Ho tirato avanti fino a fine gennaio. Il debito col mio amico aveva superato i mille euro. Sono stato a tanto così da trovarmi un lavoro vero e a tempo pieno. Ho chiamato mia sorella, una giorno, chiedendole se fosse stato possibile affiancarla all’impresa di pulizie: mi ha detto: «Certo. Ma ti richiamo più tardi ché adesso ci ho un mal di schiena terribile».
Una mattina mi sono messo sul marciapiede opposto all’internet point dei bengalesi: non so cosa cazzo mi fosse saltato in testa, davvero – m’era venuto in mente di studiarmi la situazione per riuscire a fregargli l’incasso. Sul serio. Ma meno male che mi arriva una chiamata di mia sorella, che mi dice di aver girato il mio numero a un suo amico che fa e monta video di eventi, partite di calcio, matrimoni, concerti; «Vacci e basta», mi ha detto mia sorella, «ti paga a lavoro fatto», ha aggiunto come se l’impegno fosse stato ormai già preso da lei, «cominci dopodomani.» Mi è toccato presentarmi alle due del pomeriggio in una chiesetta dedicata a San Biagio, alla periferia nord – io stavo in quella sud: una traversata di un’ora e un quarto d’autobus.
Io e questo amico di mia sorella dovevamo fare le riprese di un concerto di non mi ricordo quale orchestra di vecchi sciamannati – un mare di teste bianche e pelate, in cui risaltava quella color rame della pianista settantenne. Chiedo all’amico di mia sorella: «Quando cominciamo?» E lui: «Tra due minuti. Partiamo nello stesso istante. Non stoppare mai la ripresa. Cerchiamo di stare sempre in zone diverse. Tieni l’inquadratura larga e fai pochi zoom.» Dopo un’ora di concerto, già non ce la faccio più. Comincio a fare riprese mosse e storte. A un certo punto ho un crampo: butto giù il braccio e l’obiettivo finisce a riprendere il pavimento per un quarto d’ora. Il concerto, alla fine, dura circa due ore e mezza. Appena finisce consegno la telecamera all’amico di mia sorella e gli chiedo i cinquanta euro pattuiti: «Te li do a lavoro finito, promesso. Appena consegno, ci pagano». Soldi mai visti. Il giorno dopo mi chiama e mi dice che giusto una zappa potrei tenere in mano; ma neanche; e forse, in mano, non dovrei tenere nemmeno l’uccello per farmici le seghe. Così dice.

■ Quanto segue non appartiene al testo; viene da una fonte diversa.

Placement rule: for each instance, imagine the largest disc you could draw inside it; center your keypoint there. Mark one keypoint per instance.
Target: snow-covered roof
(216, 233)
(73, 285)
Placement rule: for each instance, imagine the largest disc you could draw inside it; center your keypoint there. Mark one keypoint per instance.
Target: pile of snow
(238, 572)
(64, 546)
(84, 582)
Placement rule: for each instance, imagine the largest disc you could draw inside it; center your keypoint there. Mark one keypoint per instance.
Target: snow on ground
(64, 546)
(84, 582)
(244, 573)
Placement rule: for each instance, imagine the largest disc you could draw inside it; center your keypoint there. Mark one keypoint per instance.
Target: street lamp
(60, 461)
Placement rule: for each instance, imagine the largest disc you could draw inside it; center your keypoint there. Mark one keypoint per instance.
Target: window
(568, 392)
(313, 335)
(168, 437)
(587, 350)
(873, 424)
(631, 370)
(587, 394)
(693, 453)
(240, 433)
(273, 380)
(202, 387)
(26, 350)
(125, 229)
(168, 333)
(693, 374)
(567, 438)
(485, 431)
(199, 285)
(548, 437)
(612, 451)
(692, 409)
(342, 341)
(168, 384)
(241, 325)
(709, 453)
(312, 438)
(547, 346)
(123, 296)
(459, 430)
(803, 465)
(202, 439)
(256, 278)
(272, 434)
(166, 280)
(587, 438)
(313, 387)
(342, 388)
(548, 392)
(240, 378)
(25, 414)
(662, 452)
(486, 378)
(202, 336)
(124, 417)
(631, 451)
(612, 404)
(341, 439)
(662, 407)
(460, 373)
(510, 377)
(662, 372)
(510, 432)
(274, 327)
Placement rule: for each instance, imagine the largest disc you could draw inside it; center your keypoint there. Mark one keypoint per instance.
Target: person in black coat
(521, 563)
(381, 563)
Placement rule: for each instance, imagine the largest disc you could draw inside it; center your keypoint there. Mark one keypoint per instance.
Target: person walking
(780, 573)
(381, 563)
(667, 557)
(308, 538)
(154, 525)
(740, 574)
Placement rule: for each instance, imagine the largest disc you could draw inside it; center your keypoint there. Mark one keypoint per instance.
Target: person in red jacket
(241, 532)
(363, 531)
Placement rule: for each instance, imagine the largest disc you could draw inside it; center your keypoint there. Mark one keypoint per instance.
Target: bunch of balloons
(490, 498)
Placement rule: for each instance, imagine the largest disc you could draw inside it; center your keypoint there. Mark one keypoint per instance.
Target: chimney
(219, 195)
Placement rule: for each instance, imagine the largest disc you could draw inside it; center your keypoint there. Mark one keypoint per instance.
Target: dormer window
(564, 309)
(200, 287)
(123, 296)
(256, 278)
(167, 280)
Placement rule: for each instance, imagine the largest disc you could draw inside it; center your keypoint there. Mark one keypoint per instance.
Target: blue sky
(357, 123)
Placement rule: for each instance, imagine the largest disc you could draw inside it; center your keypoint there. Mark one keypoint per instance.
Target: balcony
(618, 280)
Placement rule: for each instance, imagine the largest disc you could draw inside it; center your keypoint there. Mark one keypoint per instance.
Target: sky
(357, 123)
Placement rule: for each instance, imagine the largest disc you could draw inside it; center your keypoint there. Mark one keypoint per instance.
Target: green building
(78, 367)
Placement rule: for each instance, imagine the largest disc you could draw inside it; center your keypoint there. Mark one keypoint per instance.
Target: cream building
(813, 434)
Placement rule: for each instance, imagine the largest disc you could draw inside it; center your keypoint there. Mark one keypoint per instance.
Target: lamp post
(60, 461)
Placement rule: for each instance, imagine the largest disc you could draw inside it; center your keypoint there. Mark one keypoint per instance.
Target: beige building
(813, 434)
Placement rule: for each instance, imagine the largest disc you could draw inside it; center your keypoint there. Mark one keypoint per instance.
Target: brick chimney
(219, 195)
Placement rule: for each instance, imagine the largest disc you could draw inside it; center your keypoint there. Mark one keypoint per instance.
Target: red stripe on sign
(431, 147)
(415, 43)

Torno da mia madre e vado a lavare i cessi con mia sorella, ho pensato. Magari comincio dandole una mano: giusto un paio d’ore, a fine turno, mi sono detto. Solo che poi l’hanno sfrattata, a mia madre, e cioè a tutti noi, e che ora che il gioco si fa duro io c’ho meno voglia di prima. E dire che a me mi basterebbe il minimo, per stare bene.